The point is that, referring to my earlier posts,
Life doesn't have to be that way.
But you need to have a clear-eyed vision of what does usually happen.
As the Fleetwood Mac song says, 'You can go your own way'.
But you have to start early. Back in your teens you have to look around and observe what is happening to the people around you. The couples.
Are they happy know ? have they been together long ? Has either one had to change their way of life because of the marriage ?
How many are already divorced ?
Why did they break up ?
By change their way of life I mean things like' was he down the pub every night and going to football matches with his mates every weekend ? Did he like to go and spend hours by a river fishing. Were his pursuits generally solitary ?
Same for the girl. Was she independent ? or always at her mums house (if she had her own flat). Did she like to go night clubbing. Or maybe she liked to go jogging, maybe even mountain climbing.
Do they share the interests, or has one or both had to give up what they liked to maintain marital harmony ?
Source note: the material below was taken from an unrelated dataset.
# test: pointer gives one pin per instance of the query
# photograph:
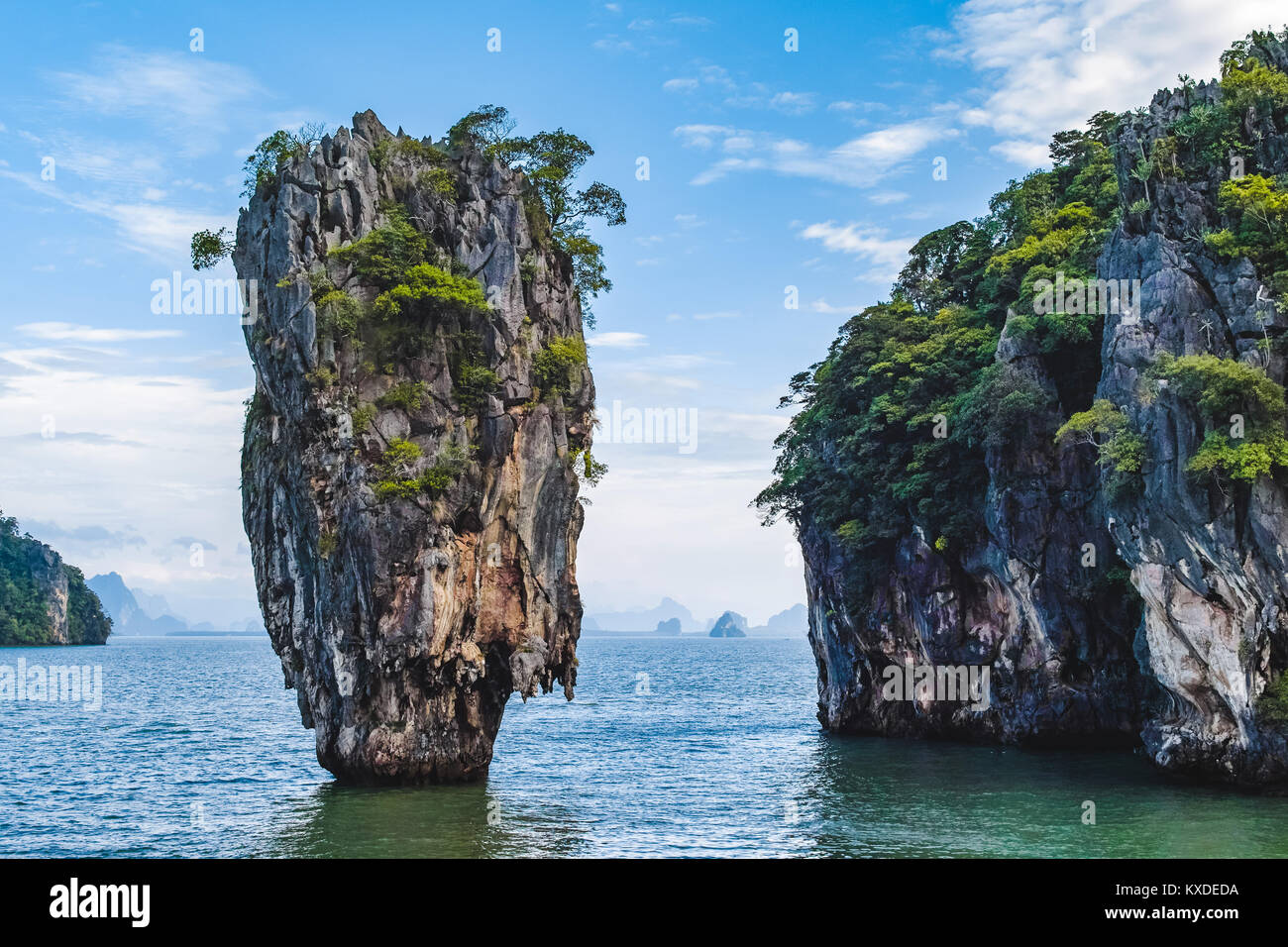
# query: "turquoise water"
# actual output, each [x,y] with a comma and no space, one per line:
[197,750]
Does she miss these things ?
Do they look like they will last, or does a divorce look imminent ?
And if that happens, how will the situation resolve itself with regards to their futures ?
And, if you do this when you are young, you may see that the benefits of being married can be attained without tying yourself to someone else for life.
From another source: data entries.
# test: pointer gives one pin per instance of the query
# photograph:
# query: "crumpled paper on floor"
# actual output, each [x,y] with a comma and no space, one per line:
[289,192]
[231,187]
You can do your own cooking, or eat out.
Sex is obtainable these days from willing parties without the stigma that used to be attached to 'one night stands'. And there are always what are euphemistically called (F*** Buddies). People who meet up for a night's pleasure every now and then, no strings attached.
No friends ? Maybe a nice working girl .
Laundry ? do your own.
Women have the same options these days. But they probably have to be more discerning than men.
You see, the problem with the traditional relationship is that when it crashes, and most do (in fact eight out of ten of the couples I know are divorced) everyone gets burned. It is a catastrophe.
But one can avoid it.
Just go your own way.
There is also an intelligence aspect. The clever, thoughtful people are the ones who will see all this anyway. They will consider what 'treasure' they are about to invest, and wonder if it is really worth it.
It is the folk lower down. The average Joe and Jane who meet up, get married, have kids, then realise that they really have nothing more to share. But now it's too late. The have to stick together as they both have too much to lose if they part.
And 20/20 hindsight is of no value whatsoever.
I don't think about the 3 letter S word. I had a boyfriend once who tried to get too intimate too soon. My cousin introduced us. He didn't want to have conversation or fun. I didn't want a sing-song either. He embarrassed me in front of my parents by undoing my wrap-over skirt so gently I couldn't feel it until it started unravelling so I told him to get out. I haven't had a boyfriend since. I know what I'm looking for in a man & I'm quite picky.